We can start by using the double angle formula for sine and cosine:

sin 2x = 2 sin x cos x
cos 2x = cos^2 x - sin^2 x = 2 cos^2 x - 1 = 1 - 2 sin^2 x

Using these formulas, we can rewrite the given equation as:

sin 4x cos 4x = sin x cos x
2 sin 2x cos 2x = sin x cos x
2 (2 sin x cos x) (1 - 2 sin^2 x) = sin x cos x
4 sin x cos x - 8 sin^3 x cos x = sin x cos x
3 sin x cos x = 8 sin^3 x cos x
3 = 8 sin^2 x
sin x = ±√(3/8)

Since we are looking for solutions in the interval [0, 2π], we need to consider the solutions in each quadrant separately.

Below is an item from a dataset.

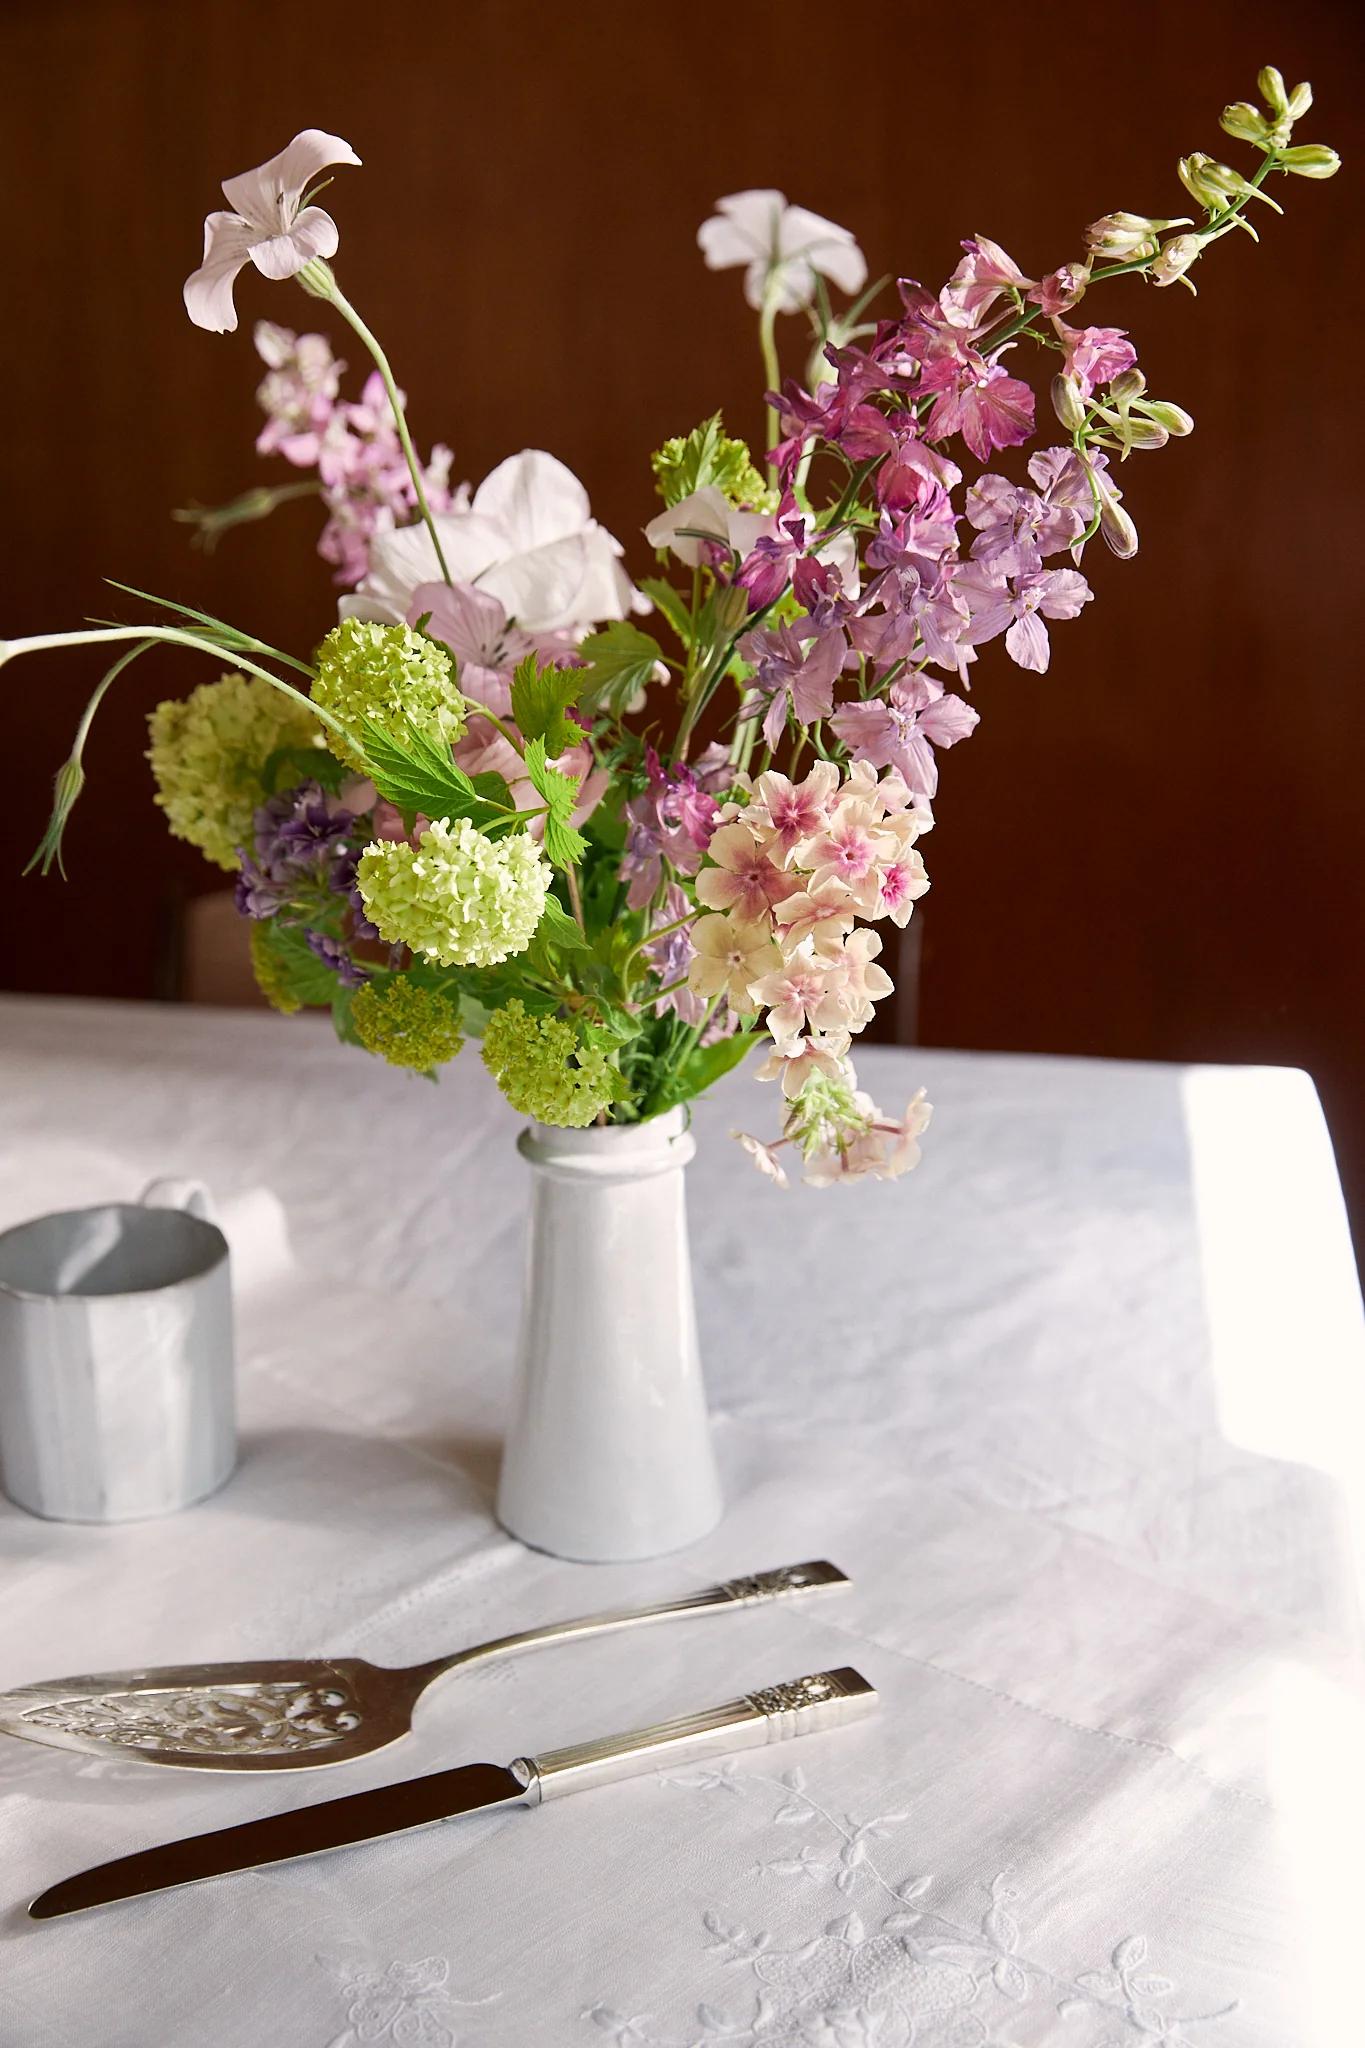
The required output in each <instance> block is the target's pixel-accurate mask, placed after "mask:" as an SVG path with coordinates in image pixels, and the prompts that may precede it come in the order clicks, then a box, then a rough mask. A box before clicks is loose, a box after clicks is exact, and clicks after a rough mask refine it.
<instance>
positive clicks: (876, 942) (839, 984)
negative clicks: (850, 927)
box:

In the first quadrant, both sin x and cos x are positive, so we get:

sin x = √(3/8)
cos x = √(1 - 3/8) = √(5/8)

In the second quadrant, sin x is positive and cos x is negative, so we get:

sin x = √(3/8)
cos x = -√(5/8)

In the third quadrant, both sin x and cos x are negative, so we get:

sin x = -√(3/8)
cos x = -√(5/8)

In the fourth quadrant, sin x is negative and cos x is positive, so we get:

sin x = -√(3/8)
cos x = √(5/8)

Therefore, there are four solutions in the interval [0, 2π]:

x = arctan(√(3/5)), arctan(-√(3/5)), arctan(-√(3/5)) + π, arctan(√(3/5)) + π

Note that the solutions in the third and fourth quadrants are obtained by adding π to the solutions in the first and second quadrants, respectively, due to the periodicity of the trigonometric functions.